All Bark, No Bite
Today's Daily Soap {Scripture | Observation | Application | Prayer}
- S: You can't pick and choose in these things, specializing in keeping one or two things in God's law and ignoring others. The same God who said, "Don't commit adultery," also said, "Don't murder." If you don't commit adultery but go ahead and murder, do you think your non-adultery will cancel out your murder? No, you're a murderer, period. ... Dear friends, do you think you'll get anywhere in this if you learn all the right words but never do anything? Does merely talking about faith indicate that a person really has it? For instance, you come upon an old friend dressed in rags and half-starved and say, "Good morning, friend! Be clothed in Christ! Be filled with the Holy Spirit!" and walk off without providing so much as a coat or a cup of soup—where does that get you? Isn't it obvious that God-talk without God-acts is outrageous nonsense? I can already hear one of you agreeing by saying, "Sounds good.
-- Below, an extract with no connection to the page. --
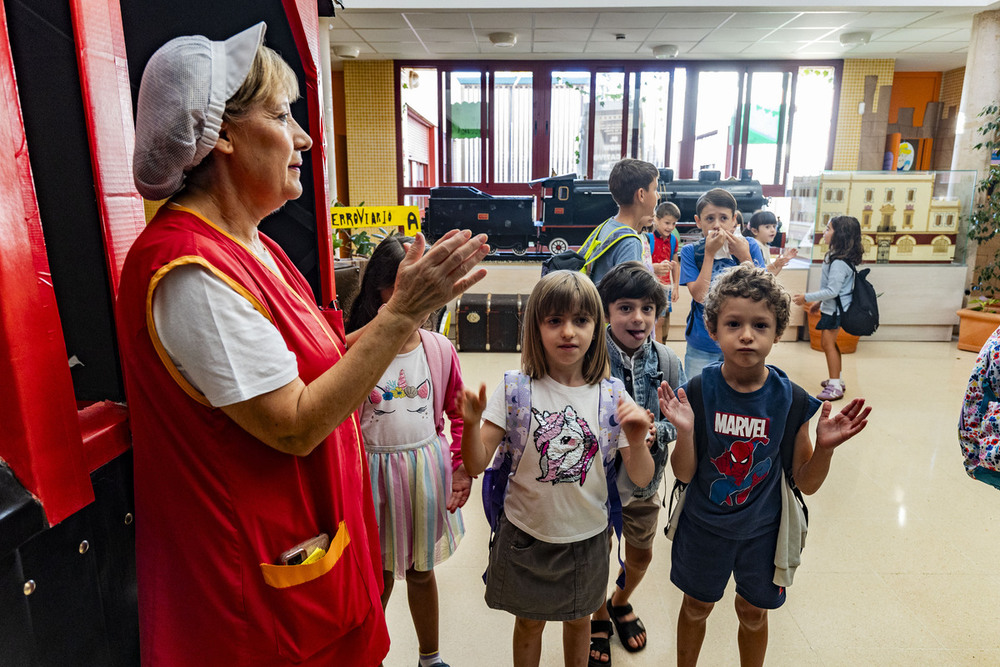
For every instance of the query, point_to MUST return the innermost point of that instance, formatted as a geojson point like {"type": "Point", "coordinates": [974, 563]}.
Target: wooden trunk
{"type": "Point", "coordinates": [489, 322]}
You take care of the faith department, I'll handle the works department." Not so fast. You can no more show me your works apart from your faith than I can show you my faith apart from my works. Faith and works, works and faith, fit together hand in glove. Do I hear you professing to believe in the one and only God, but then observe you complacently sitting back as if you had done something wonderful? That's just great. Demons do that, but what good does it do them? Use your heads! Do you suppose for a minute that you can cut faith and works in two and not end up with a corpse on your hands? Wasn't our ancestor Abraham "made right with God by works" when he placed his son Isaac on the sacrificial altar? Isn't it obvious that faith and works are yoked partners, that faith expresses itself in works? That the works are "works of faith"? The full meaning of "believe" in the Scripture sentence, "Abraham believed God and was set right with God," includes his action. It's that mesh of believing and acting that got Abraham named "God's friend." Is it not evident that a person is made right with God not by a barren faith but by faith fruitful in works? The same with Rahab, the Jericho harlot. Wasn't her action in hiding God's spies and helping them escape—that seamless unity of believing and doing—what counted with God? The very moment you separate body and spirit, you end up with a corpse. Separate faith and works and you get the same thing: a corpse. James 2:10-11, 14-26 [MSG]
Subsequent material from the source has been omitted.